Rewrite complicated conditions as equivalent expressions involving simple conditions, ideally ones for which you already know how to write the CFG. For instance, i != j is equivalent to i < j ∨ i > j. This allows us to rewrite L1 and L2 from above as L1 = {x^i, y^j, z^k : i < j ∨ i > j; i ≥ 0; j ≥ 0; k ≥ 0} and L2 = {x^i, y^j, z^k : j < k ∨ j > k; i ≥ 0; j ≥ 0; k ≥ 0}. Notice that we can now rewrite L1 = L3 U L4 and L2 = L5 U L6 using the consideration from above, so L = L3 U L4 U L5 U L6 where L3 = {x^i, y^j, z^k : i < j; i ≥ 0; j ≥ 0; k ≥ 0}, L4 = {x^i, y^j, z^k : i > j; i ≥ 0; j ≥ 0; k ≥ 0}, L5 = {x^i, y^j, z^k : j < k; i ≥ 0; j ≥ 0; k ≥ 0} and L6 = {x^i, y^j, z^k : j > k; i ≥ 0; j ≥ 0; k ≥ 0}.
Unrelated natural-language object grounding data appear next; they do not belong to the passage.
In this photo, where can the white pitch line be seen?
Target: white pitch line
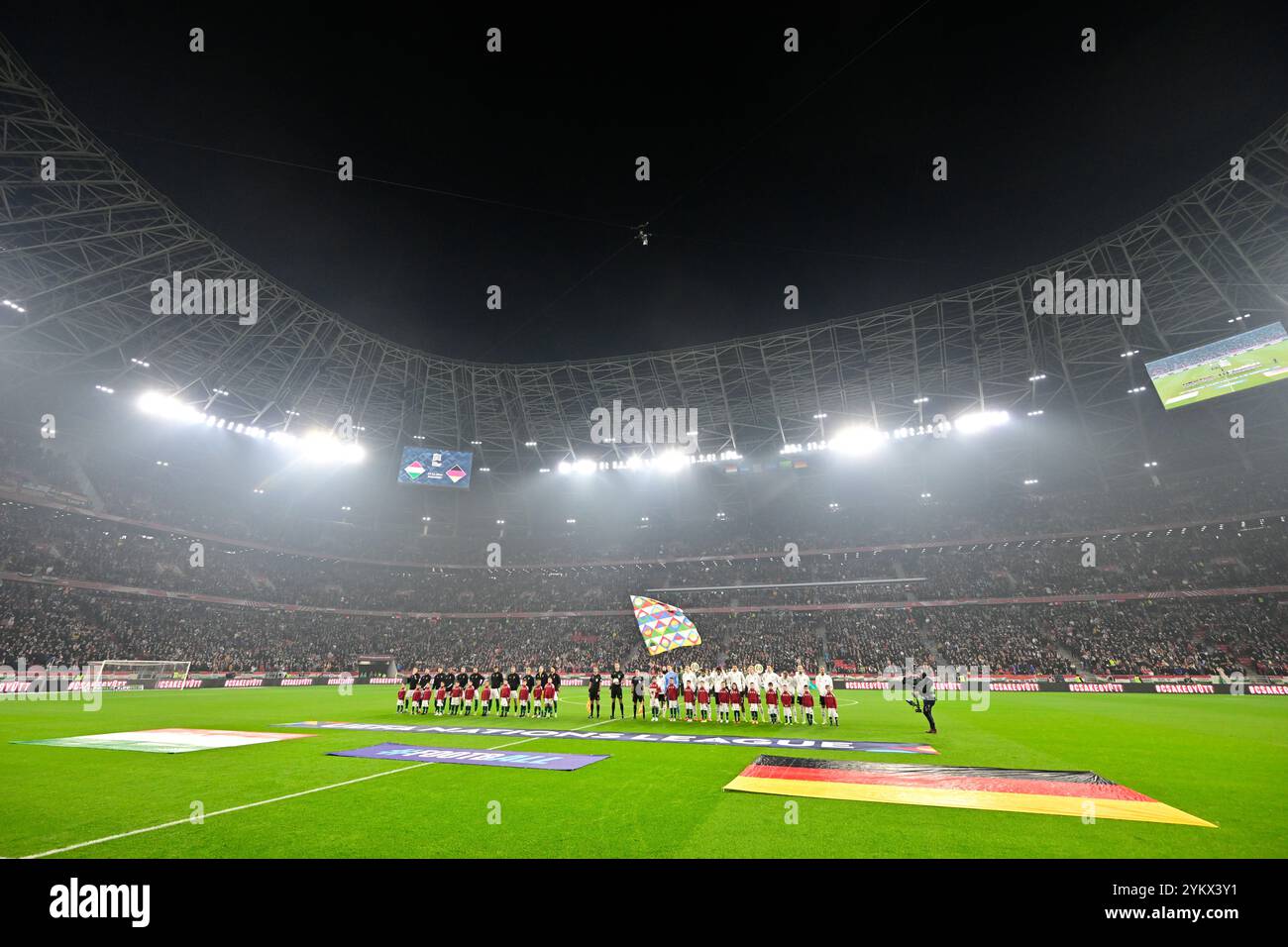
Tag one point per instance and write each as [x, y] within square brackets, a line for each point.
[266, 801]
[224, 812]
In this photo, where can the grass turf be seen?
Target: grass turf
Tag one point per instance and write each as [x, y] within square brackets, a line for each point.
[1224, 759]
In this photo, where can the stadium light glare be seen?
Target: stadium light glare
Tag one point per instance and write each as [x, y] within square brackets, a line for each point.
[670, 462]
[323, 447]
[980, 420]
[857, 441]
[161, 406]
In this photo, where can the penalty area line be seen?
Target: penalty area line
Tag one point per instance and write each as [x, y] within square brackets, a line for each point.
[224, 812]
[266, 801]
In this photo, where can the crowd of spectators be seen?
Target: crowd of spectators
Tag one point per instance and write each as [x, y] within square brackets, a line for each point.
[451, 609]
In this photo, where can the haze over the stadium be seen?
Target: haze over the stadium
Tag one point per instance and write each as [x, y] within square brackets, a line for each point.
[810, 169]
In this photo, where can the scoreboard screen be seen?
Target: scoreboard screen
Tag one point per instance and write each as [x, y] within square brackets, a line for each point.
[1232, 365]
[436, 467]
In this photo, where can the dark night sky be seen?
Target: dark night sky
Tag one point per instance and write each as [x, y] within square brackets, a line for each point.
[1048, 149]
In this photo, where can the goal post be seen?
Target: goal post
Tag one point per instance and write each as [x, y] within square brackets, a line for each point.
[103, 673]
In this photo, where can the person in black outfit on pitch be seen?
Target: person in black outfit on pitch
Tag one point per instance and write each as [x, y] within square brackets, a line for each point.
[614, 690]
[592, 684]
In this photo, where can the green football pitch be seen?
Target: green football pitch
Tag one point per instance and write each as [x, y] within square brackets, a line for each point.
[1210, 379]
[1224, 759]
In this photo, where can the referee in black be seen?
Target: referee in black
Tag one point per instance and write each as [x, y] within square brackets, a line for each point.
[614, 690]
[925, 689]
[592, 684]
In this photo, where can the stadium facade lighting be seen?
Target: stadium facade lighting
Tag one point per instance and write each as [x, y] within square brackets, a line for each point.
[977, 421]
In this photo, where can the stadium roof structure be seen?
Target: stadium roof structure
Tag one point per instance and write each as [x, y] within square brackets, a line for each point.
[80, 253]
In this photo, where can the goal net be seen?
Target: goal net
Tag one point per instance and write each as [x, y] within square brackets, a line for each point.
[115, 673]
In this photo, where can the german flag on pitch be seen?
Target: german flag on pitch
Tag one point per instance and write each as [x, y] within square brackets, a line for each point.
[1050, 792]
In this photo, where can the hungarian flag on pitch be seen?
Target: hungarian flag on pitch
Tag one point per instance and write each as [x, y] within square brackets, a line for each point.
[664, 626]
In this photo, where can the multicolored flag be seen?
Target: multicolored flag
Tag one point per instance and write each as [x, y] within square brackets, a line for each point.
[664, 626]
[1048, 792]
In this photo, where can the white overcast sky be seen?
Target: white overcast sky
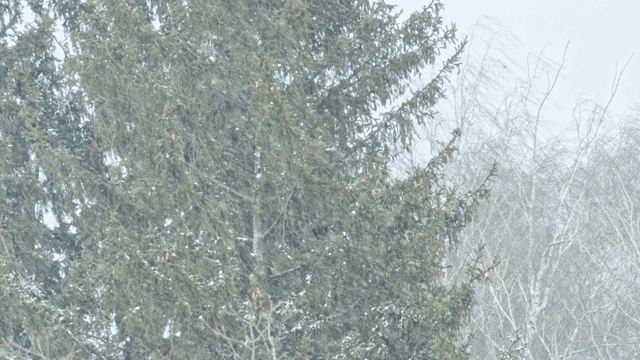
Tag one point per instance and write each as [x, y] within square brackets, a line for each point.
[602, 36]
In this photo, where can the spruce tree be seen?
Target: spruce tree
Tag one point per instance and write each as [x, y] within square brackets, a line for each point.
[220, 175]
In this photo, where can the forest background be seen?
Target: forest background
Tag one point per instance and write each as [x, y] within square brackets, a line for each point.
[267, 179]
CFGs for these are a little easier to produce:
S3 := S3 z | T3
T3 := x T3 y | T3 y | y
S4 := S4 z | T4
T4 := x T4 y | x T4 | x
S5 := x S5 | T5
T5 := y T5 z | S5 z | z
S6 := x S6 | T6
T6 := y T6 z | y S6 | y
To finish the grammar off, just make the start symbol S for L's CFG produce each of the start symbols S3, S4, S5, S6:
S := S3 | S4 | S5 | S6